重组蛋白在不同的宿主生物体中表达。 大肠杆菌 ( E. coli ) 是中等复杂性生物制药最常用的非哺乳动物生产宿主。全长抗体是目前最畅销的生物制药；然而，一类新的、具有开创性的生物制药包括工程化抗体衍生片段和小支架结合蛋白。这些蛋白质结合特定的靶标，激活或阻断体内的关键反应。它们比抗体小，这使得它们具有更高的组织渗透潜力（例如，它们可以穿过血脑屏障）； 因此，可访问目标的数量增加了。抗原结合片段 ( Fab ) 是源自免疫球蛋白 G (IgG) 分子的单一、单价结合臂。Fab 由轻链 (LC) 和重链 (HC) 组成，通过二硫键连接。由于这些片段的分子尺寸小且复杂性降低， 基于大肠杆菌 的表达系统是哺乳动物细胞培养物的有吸引力的替代品。

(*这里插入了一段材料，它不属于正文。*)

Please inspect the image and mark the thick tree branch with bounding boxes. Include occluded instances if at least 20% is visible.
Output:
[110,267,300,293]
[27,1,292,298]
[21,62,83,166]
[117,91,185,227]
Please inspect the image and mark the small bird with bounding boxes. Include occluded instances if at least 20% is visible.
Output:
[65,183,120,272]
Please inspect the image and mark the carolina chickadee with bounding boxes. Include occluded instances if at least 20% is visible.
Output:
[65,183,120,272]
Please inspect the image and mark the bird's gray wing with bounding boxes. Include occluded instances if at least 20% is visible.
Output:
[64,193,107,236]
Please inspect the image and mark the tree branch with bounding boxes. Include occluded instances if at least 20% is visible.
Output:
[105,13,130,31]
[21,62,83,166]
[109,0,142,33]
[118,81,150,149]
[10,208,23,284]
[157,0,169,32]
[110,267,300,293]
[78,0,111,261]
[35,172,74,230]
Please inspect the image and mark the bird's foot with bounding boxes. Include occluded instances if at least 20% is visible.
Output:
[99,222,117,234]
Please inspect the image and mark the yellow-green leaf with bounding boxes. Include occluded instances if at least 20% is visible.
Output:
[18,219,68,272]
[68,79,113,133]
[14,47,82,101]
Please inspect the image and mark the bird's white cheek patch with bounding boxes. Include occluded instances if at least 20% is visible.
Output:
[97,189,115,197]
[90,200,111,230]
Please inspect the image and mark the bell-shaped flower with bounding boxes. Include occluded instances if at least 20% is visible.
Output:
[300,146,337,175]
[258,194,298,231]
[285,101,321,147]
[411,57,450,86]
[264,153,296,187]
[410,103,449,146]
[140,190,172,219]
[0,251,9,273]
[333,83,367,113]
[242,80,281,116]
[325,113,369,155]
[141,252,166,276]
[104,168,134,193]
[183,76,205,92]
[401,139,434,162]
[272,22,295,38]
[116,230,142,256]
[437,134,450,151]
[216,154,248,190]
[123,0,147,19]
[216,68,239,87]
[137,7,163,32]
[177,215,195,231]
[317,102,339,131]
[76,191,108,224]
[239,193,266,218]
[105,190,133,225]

Fab 质粒的构建-所有酶和试剂盒均购自 New England Biolabs (NEB, Ipswich, USA)。编码与前导信号序列融合的Fab片段的基因(OmpA ^SS )购自ATUM(纽瓦克，美国) 。 所有 Fab 的前导序列和间隔序列都是恒定的，但编码 Fab 的序列经过密码子优化。所有 Fab 在恒定区具有相同的 aa 序列，但在可变区具有不同的 Fab 特异性序列。对于PB系统，我们通过Nde  I和 Eco 将Fab序列克隆到表达载体pET30a中 RI 限制位点。我们进行聚合酶链式反应 (PCR)，以用 DsbA 信号序列 (DsbA ^SS ) 替换 OmpA 信号序列 (OmpA ^SS )。Fab LC 和 HC 分别用携带突出 DsbA ^SS 序列的有义引物进行扩增（LC 带有 Nde  I_DsbA ^SS – Fab_sense，HC 带有 Bsa  I_DsbA ^SS – Fab_sense）：用于 LC 扩增的反义引物结合在 3' – UTR_链接器的末端 （Bsa  I_UTR_链接器_反义）。 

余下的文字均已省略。